Le film fait le portrait d’un jeune anglais ordinaire, appelé dans une guerre qui le dépasse. A peine sorti du nid, il n’a pas le temps de vivre pleinement sa jeunesse avant d’être sacrifié pour l’intérêt général. Enrôlé sur l’une des missions les plus importante de la seconde guerre mondiale, l’opération Overlord.

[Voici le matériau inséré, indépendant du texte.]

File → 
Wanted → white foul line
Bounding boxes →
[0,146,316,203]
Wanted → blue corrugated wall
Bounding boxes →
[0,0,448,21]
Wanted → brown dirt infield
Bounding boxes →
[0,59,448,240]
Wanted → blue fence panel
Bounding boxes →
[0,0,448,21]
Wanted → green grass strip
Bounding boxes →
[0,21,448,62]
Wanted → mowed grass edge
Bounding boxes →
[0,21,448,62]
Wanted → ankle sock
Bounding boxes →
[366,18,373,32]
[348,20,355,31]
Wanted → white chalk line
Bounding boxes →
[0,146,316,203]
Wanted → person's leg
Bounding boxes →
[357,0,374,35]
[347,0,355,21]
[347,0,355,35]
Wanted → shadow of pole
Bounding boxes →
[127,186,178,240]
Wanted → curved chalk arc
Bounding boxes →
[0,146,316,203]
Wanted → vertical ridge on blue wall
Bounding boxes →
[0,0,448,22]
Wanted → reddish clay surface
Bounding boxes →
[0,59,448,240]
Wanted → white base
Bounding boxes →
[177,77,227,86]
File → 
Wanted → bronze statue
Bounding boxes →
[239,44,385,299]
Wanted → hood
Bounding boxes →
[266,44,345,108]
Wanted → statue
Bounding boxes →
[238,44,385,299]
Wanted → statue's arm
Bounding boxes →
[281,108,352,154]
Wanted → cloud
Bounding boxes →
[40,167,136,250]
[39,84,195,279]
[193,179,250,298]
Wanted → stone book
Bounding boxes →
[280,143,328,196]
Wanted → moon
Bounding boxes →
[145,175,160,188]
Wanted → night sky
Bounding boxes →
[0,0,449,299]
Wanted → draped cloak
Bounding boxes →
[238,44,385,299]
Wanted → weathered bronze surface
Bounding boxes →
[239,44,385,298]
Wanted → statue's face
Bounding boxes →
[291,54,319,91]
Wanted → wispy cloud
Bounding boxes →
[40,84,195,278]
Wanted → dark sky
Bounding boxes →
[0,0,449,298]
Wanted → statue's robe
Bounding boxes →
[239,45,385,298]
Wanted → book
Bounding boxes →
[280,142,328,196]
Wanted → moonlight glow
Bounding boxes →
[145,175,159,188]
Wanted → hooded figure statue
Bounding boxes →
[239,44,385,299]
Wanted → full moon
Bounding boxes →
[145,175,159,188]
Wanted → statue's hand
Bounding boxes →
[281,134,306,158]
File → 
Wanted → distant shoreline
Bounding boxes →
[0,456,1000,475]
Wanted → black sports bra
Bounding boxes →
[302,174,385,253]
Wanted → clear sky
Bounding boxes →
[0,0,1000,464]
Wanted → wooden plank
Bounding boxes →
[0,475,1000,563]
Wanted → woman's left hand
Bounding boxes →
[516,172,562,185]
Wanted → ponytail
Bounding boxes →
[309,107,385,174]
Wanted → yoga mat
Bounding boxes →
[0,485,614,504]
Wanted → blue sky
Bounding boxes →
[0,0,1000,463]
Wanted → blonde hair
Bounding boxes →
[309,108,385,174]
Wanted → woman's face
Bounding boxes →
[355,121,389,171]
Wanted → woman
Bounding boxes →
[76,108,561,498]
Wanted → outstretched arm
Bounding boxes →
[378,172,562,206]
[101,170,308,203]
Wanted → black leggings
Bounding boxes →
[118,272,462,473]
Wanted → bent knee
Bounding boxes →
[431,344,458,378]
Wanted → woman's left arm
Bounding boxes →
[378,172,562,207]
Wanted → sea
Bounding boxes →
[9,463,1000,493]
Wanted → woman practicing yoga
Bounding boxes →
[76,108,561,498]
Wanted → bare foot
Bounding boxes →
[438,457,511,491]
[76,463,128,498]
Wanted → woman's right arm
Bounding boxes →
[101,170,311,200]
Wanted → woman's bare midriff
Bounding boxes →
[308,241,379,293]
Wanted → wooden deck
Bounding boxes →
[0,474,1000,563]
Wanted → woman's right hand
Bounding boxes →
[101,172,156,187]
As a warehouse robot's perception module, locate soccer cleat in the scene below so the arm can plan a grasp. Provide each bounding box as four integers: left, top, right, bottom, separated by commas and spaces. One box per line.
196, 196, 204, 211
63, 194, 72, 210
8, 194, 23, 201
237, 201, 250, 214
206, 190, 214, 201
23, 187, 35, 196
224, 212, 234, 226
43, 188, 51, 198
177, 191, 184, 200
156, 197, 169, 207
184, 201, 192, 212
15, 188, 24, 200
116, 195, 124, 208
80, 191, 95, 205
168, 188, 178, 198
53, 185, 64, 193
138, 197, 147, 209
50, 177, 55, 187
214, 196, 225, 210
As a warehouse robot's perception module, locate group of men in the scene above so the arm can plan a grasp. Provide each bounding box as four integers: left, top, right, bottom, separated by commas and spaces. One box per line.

Le film est donc partagé entre le portrait intime de ce jeune homme et des images d’archives qui rendent comptes des horreurs de la guerre. On passe donc de l’élégie poétique au massacre de masse, de l’intime au grand carnage. Le ton est donc à la contradiction, pas d’héroïsme ici, beaucoup de doutes. Si l’amour apparaît furtivement le temps d’une soirée, c’est pour hanter le jeune soldat et ne plus le quitter au moment fatidique, certains qu’il est de sa propre mort. En dehors de sa grande beauté formelle, accentué par la belle partition de Paul Glass, « Overlord » est une désarmante réflexion sur la guerre ainsi qu’un parfait contre point au manichéisme guerrier du « Jour le plus long ».